A local photographer, Oscar Arredondo, intrigued by a radish the size of a softball asked Garcia his secret.

Garcia told him that in 1947, as a youth of 17 struggling to make ends meet on the farm inherited from his father, he met a stranger, who looked and talked like a Mexican peasant.

The stranger said he had been held captive by tall, fair humanoids in a tunnel beneath a nearby volcano. His captors spoke unintelligible gibberish, he said, and lived on the outsize vegetables.

He said he had memorized their magic formula; which he sketched on a scrap of paper. He told Garcia to concentrate on the symbols and that after a period of time, the "message" would become clear, then walked away.

After several sleepless nights, Garcia got the revelation - whatever it was - planted the seeds and has produced gigantic vegetables ever since.

Arredondo wrote about Garcia in the Irapuato newspaper, El Alacran and a Mexico city magazine, Impacto.

An imaginative Agriculture Ministry official took up on Garcia's challenge to prove his crop-growing prowess in a grow-off against nay farmer on a neutral soil.

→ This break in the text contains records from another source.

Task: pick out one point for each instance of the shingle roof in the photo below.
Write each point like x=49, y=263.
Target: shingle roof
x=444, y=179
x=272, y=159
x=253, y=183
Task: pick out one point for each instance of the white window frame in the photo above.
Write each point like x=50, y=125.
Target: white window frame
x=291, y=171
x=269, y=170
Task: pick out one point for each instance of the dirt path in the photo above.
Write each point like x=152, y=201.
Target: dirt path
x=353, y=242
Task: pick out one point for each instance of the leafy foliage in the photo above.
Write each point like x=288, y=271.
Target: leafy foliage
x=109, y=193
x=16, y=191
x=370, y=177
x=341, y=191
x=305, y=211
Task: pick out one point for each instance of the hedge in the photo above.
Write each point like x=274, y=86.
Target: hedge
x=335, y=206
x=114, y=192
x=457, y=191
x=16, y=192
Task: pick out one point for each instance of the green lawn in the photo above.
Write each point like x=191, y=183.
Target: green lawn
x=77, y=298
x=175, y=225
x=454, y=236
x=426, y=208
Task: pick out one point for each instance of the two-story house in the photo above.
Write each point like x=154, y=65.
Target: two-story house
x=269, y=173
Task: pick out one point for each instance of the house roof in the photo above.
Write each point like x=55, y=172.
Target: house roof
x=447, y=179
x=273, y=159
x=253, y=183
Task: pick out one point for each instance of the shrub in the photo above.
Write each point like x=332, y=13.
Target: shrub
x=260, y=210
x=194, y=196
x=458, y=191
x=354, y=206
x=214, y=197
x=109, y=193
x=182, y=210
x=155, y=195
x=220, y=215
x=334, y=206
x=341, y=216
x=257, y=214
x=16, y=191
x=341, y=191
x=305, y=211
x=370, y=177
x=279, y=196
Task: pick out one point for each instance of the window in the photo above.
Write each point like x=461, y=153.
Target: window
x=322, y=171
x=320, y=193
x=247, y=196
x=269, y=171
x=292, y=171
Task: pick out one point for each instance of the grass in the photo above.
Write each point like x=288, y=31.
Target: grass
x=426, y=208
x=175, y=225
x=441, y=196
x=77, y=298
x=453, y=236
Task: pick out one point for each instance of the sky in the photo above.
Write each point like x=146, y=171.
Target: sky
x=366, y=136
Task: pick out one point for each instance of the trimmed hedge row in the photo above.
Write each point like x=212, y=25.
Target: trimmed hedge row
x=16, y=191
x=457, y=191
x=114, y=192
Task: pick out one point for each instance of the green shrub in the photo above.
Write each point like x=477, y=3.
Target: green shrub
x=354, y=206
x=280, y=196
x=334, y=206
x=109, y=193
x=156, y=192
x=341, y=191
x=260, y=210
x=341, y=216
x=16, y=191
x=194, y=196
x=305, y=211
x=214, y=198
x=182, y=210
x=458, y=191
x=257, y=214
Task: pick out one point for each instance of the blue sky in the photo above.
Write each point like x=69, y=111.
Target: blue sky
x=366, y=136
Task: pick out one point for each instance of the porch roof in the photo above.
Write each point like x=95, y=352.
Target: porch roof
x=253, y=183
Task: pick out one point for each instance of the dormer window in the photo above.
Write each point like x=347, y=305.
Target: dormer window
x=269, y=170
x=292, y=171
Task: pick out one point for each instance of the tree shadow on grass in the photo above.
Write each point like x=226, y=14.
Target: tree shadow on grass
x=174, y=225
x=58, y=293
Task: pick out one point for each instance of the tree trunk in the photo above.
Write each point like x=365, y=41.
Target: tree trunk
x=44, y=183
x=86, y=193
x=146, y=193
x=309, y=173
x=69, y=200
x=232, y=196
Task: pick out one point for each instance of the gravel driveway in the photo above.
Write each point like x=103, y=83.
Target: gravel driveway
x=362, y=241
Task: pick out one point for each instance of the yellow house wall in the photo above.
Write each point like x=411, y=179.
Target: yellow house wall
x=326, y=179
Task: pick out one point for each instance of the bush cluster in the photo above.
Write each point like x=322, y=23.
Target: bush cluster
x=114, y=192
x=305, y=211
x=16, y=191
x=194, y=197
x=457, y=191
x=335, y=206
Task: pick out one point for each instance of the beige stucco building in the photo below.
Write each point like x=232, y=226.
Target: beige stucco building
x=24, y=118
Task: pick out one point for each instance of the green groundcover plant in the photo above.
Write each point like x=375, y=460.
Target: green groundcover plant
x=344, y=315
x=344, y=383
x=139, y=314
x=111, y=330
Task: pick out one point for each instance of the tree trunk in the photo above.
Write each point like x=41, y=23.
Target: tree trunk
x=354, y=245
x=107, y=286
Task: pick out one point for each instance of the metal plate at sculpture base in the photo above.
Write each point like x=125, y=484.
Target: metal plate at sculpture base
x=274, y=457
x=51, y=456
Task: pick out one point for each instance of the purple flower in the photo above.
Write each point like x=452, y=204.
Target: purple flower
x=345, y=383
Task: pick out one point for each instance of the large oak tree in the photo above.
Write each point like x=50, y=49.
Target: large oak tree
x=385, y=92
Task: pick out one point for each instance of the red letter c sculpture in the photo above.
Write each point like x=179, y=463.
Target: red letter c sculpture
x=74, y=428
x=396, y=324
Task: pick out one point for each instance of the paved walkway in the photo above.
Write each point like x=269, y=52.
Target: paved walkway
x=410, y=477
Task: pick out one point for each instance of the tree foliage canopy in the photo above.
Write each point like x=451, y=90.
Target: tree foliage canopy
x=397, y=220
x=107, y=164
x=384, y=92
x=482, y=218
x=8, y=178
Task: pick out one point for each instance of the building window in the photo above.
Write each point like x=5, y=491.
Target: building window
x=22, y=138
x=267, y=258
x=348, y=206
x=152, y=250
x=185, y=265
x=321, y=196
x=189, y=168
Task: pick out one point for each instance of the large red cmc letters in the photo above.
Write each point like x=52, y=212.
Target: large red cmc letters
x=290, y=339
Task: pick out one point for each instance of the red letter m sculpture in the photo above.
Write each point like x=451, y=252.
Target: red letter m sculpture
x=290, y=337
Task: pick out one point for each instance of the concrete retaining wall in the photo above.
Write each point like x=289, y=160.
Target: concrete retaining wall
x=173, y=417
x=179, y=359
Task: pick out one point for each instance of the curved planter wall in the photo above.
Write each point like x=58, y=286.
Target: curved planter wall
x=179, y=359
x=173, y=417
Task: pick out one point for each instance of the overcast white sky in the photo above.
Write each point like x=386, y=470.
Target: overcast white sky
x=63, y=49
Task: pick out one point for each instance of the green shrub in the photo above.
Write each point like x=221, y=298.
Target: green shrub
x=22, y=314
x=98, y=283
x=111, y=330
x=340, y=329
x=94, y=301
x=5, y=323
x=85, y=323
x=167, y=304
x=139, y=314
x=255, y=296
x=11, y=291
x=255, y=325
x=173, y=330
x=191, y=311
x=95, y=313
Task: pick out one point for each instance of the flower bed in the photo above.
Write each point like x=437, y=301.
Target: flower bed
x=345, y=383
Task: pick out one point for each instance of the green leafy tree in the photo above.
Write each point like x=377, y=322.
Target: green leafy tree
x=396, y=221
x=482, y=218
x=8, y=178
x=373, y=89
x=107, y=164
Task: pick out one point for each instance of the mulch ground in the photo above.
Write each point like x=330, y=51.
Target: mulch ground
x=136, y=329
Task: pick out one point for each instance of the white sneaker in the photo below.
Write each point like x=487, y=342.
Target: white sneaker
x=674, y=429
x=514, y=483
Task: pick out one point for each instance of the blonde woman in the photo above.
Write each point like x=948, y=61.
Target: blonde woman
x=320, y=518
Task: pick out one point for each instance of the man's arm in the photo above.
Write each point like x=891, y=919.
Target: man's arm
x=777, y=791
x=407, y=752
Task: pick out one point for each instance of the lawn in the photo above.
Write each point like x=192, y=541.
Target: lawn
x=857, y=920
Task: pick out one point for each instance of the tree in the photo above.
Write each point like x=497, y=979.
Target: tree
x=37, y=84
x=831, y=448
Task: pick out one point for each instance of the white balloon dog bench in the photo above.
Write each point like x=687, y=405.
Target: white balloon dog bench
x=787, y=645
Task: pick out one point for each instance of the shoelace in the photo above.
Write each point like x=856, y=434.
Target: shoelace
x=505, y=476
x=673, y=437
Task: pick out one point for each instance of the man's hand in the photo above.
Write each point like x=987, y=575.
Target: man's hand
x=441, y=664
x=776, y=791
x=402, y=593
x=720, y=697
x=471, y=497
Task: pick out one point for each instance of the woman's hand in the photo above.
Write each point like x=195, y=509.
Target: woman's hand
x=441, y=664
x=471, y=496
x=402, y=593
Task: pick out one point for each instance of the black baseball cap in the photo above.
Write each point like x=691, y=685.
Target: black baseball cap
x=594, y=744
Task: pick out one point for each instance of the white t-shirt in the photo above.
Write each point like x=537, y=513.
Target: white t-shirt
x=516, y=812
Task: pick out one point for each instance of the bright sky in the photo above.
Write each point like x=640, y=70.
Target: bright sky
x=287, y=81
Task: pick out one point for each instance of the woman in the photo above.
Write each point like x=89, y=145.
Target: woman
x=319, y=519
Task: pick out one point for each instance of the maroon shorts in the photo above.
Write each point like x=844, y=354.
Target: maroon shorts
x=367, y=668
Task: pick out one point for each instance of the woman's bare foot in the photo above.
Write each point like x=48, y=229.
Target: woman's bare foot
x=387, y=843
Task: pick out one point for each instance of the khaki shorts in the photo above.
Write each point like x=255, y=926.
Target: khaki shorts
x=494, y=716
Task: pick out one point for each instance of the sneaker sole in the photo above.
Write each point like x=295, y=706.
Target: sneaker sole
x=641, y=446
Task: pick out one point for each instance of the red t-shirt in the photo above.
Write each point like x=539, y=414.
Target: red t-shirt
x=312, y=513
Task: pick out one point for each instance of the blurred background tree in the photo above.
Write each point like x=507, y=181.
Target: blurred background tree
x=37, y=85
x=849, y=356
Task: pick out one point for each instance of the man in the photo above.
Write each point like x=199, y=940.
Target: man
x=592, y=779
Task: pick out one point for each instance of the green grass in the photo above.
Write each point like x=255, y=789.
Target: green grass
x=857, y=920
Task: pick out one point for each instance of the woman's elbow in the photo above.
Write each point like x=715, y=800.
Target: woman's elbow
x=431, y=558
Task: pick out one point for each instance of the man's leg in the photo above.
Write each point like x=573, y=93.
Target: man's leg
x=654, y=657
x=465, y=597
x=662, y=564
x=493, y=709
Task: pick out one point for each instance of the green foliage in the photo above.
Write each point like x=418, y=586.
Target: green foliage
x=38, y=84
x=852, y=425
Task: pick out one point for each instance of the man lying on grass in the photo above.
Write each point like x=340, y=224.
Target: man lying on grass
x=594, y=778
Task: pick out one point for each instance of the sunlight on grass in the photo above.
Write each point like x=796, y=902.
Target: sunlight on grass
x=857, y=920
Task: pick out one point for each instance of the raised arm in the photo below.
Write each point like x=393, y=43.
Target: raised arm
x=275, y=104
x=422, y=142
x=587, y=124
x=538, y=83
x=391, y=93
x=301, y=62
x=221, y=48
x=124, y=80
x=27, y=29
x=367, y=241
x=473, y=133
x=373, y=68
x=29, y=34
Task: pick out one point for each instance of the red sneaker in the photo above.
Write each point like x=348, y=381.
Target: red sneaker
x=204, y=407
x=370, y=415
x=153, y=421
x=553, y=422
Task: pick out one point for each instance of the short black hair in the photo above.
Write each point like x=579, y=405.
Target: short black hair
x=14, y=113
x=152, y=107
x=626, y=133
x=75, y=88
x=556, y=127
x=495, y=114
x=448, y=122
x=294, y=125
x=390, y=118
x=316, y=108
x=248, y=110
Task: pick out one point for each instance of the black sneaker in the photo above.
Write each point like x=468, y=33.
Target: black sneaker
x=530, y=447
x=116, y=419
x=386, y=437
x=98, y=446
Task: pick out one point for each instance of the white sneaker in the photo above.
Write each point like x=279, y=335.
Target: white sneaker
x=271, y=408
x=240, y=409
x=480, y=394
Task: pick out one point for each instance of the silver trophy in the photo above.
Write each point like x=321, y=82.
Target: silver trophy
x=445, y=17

The ministry laid out two 20-acre plots near Campo de Tangasneque in Tampico state in December 1978. The competing track was farmed by a team of ministry experts and local farmers handpicked from a nearby cooperative, using fertilizers.

At harvest time, the results were tallied. Garcia still has the tote sheets, he said, showing the ministry team averaged 30 tons of product per acre, compared to his 106 tons.

A ministry official thanked Garcia for his time and told him he could sell the produce, disappointing Garcia, who had expected to be summoned to Mexico City to reveal the formula to the government, which did not even keep samples.

"Why isn't the world interested?" Arredondo asked Robinson in the chance sidewalk cafe encounter in Irapuato that put Robinson on Garcia's trail.

Robinson and Arredondo went to the farm north of town where Garcia presented Robinson with the monumental onion. Why didn't the government's experts give him recognition?

"Perhaps," he replied, "they took it personally."

[Photo caption:] UPI
Farmer Jose Carmen Garcia, right, and one of his giant cabbages, being held by Garcia's neighbor and Oscar Arredondo, center.